CPUs from Intel, ARM, RISCV, MIPS, Power support horizontal SIMD add instructions that perform a tree-reduction.
I'm skeptical of GPUs being able to actually implement this on hardware. A CPU puts the whole vector in a single 512-bit register, but in a GPU, even for a single half-warp, the operation cannot take 16x64bit registers. The operation would need to be performed on memory, and move the content to the different registers, do warp-local shuffles for the reduction, etc. So we would be talking about a quite big macro-op here. I wouldn't see the point of doing this in hardware, when the compiler or driver could just call a library function that does this for you.
But then we are back to the issue that, if you can't write those library functions in pure Vulkan, you are quite limited w.r.t what one can do.
There are many prefix-sum like algorithms, like, e.g., a weighted prefix-sum (prefix_sum(x * w)) . In a GPU, you don't want to do the vector multiply first followed by the prefix-sum, but do it all at once. You can probably work around this in Vulkan by doing the vector multiply in shared memory, and then the prefix sum there (while in CUDA you wouldn't need shared memory for that at all), but that won't really work if the reduction is more complicated than just a sum.

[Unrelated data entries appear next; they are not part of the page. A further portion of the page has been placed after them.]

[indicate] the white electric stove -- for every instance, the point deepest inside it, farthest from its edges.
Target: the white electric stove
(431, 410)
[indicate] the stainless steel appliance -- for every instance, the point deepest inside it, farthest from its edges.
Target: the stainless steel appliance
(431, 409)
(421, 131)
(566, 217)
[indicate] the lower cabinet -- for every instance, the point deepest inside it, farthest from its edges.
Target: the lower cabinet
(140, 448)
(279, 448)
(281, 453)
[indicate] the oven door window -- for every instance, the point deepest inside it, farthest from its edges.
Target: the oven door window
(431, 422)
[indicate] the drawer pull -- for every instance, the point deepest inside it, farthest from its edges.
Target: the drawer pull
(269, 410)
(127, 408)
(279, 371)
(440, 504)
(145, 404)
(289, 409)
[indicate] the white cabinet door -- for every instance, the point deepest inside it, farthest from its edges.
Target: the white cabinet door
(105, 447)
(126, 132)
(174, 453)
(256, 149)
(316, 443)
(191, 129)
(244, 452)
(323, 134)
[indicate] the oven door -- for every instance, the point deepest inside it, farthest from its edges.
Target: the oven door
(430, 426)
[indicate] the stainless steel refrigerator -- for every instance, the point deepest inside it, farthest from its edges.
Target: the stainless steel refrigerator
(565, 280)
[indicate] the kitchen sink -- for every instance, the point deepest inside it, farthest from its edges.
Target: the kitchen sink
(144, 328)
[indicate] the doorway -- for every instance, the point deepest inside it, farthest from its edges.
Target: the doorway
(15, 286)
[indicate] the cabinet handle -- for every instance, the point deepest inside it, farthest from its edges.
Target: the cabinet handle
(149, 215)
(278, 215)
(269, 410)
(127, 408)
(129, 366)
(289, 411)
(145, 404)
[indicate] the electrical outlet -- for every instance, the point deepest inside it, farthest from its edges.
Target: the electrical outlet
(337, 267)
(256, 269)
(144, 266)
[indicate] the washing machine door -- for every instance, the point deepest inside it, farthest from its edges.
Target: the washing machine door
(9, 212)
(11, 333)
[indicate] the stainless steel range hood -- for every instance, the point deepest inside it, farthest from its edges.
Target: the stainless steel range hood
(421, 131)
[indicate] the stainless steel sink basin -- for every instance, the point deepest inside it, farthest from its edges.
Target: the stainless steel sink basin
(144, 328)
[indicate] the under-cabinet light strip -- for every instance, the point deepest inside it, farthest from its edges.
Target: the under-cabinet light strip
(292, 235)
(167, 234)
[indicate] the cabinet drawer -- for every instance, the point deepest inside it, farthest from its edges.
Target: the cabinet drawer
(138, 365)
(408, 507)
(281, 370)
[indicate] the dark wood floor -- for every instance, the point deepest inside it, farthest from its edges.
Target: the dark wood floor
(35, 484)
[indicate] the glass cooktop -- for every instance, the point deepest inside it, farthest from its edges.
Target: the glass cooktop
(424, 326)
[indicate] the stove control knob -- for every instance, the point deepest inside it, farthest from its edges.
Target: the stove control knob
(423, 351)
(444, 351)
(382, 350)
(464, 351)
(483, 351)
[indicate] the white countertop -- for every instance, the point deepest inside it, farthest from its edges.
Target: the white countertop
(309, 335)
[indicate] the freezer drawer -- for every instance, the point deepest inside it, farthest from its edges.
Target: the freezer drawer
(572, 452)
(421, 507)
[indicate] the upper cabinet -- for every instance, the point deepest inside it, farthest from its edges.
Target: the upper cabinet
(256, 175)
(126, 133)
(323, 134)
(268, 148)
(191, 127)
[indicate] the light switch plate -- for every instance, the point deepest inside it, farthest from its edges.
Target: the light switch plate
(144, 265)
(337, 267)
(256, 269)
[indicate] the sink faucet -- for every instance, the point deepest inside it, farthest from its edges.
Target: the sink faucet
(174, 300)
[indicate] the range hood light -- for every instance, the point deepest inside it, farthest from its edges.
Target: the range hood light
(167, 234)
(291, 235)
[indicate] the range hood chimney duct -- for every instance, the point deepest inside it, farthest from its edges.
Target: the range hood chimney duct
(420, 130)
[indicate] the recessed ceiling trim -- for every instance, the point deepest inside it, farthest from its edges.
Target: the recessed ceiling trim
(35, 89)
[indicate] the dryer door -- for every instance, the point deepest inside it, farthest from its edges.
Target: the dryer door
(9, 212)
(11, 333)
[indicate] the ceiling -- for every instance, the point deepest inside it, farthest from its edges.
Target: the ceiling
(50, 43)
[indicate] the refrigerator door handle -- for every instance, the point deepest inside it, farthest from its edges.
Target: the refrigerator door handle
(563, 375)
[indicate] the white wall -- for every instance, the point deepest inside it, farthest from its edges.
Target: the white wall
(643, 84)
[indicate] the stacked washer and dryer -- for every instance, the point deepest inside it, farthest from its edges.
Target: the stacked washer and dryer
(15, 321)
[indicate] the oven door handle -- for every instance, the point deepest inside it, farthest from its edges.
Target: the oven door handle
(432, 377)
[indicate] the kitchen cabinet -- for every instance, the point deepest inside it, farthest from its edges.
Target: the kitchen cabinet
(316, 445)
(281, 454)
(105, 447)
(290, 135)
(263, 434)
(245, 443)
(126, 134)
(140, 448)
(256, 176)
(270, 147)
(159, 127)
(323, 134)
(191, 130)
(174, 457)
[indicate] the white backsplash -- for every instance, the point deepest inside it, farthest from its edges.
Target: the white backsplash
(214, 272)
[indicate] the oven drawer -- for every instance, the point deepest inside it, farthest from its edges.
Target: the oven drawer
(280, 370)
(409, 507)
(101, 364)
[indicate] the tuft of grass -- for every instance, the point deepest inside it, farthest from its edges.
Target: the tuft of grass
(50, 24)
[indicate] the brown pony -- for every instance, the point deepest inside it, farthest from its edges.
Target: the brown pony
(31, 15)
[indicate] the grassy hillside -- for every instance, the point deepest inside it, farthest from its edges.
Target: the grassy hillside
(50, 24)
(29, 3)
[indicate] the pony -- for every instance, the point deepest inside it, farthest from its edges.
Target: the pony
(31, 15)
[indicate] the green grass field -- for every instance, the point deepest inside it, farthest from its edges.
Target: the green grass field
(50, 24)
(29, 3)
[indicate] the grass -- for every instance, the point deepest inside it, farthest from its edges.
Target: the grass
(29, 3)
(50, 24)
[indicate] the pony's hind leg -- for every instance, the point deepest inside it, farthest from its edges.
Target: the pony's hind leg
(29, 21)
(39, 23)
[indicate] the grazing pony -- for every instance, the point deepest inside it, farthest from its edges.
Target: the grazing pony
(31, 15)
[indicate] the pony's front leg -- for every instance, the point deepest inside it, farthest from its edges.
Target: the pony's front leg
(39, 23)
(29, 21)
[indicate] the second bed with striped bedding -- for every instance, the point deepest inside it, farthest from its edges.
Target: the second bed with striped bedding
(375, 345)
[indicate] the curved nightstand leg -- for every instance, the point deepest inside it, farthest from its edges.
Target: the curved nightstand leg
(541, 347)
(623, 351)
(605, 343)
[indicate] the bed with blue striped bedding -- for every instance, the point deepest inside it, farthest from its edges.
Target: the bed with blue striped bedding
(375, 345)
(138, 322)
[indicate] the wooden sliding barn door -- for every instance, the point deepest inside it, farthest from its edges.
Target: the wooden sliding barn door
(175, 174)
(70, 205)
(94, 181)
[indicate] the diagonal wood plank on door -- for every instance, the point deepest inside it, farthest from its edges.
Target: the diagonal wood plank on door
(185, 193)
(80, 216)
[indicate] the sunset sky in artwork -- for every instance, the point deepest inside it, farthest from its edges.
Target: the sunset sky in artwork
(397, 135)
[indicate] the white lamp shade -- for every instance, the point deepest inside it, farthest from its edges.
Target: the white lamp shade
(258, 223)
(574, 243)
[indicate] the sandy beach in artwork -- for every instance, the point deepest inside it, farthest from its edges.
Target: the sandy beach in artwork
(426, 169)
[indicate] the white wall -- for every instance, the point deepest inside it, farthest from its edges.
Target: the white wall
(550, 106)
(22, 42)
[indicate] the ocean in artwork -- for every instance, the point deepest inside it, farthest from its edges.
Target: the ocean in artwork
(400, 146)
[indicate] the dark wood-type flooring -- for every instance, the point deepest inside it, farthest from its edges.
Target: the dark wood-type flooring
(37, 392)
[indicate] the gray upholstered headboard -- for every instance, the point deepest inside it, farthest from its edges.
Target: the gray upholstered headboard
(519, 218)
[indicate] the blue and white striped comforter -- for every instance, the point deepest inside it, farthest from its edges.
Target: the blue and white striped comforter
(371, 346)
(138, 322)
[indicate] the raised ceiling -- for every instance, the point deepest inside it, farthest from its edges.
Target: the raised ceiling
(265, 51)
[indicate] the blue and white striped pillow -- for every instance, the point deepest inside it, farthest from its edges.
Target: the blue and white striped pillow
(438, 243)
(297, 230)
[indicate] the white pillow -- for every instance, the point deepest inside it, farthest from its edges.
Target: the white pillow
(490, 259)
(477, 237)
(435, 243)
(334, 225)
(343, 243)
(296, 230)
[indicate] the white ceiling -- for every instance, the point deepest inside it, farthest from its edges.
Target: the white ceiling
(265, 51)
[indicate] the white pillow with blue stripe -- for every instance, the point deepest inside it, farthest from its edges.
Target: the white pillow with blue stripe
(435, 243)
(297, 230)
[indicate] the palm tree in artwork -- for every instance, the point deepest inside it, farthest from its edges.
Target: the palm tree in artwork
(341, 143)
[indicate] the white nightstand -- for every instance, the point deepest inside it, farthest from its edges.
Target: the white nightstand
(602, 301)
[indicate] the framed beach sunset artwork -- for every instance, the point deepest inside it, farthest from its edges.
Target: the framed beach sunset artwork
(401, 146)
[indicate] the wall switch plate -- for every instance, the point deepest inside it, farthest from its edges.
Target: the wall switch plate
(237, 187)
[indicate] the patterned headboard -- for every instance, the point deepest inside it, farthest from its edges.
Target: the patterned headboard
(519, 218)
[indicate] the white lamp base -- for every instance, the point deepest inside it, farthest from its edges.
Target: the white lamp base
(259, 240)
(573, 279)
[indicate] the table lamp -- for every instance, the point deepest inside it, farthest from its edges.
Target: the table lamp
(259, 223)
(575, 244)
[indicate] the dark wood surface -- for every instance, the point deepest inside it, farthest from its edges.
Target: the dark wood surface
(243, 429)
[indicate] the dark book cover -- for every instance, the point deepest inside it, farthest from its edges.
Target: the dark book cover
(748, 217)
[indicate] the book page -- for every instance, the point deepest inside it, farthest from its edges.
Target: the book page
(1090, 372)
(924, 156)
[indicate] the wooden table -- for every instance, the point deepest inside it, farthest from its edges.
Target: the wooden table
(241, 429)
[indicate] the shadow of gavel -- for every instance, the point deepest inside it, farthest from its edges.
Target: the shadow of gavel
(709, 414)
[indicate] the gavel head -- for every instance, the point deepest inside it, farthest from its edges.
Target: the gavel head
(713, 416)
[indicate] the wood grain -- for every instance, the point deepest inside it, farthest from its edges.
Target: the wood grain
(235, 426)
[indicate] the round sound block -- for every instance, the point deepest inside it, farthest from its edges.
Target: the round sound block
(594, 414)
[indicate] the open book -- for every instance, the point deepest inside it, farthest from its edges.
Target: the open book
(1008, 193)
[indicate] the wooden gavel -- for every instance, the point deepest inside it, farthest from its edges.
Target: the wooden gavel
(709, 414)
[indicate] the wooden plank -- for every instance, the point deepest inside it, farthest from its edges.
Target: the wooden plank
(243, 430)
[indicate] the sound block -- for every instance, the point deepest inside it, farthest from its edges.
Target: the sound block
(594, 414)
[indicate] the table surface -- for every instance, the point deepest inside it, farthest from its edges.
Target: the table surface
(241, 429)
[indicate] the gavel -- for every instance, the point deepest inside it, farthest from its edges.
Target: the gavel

 Convolved prefix sums happen a lot in signal processing with linear-recurrence relations, e.g., in IIR filters, e.g. see  https://dl.acm.org/doi/10.1145/3229631.3229649 and
 https://dl.acm.org/doi/10.1145/3296957.3173168. The weighted prefix sum example is the simplest possible instance of those.
I strongly suspect Intel and NVidia are similar here, but haven't experimented.
If I had to write a new foundational library, e.g., something like CUTLASS or cuFFT for device code, I won't start with code that fully uses a device, but I'd like to be able to do that if I want to.
If I need to reach for CUDA to do that, then Vulkan, WebGPU, etc. will need to have great FFI with CUDA C++. Nobody wants to have to "drop up" to a higher-level CUDA C++ API like CUTLASS, but being forced to do so by "dropping down" that API to a C FFI wrapper.
It would be like having Rust, but without any unsafe code support except for C FFI, C actually not existing, and having to drop "down" to C++ for everything, and then numbing down the C++ to C FFI for interoperability. You might as well just stick with C++ and spare you the pain.
I hope Vulkan and WebGPU get enough extensions so that foundational libraries can be written in those languages.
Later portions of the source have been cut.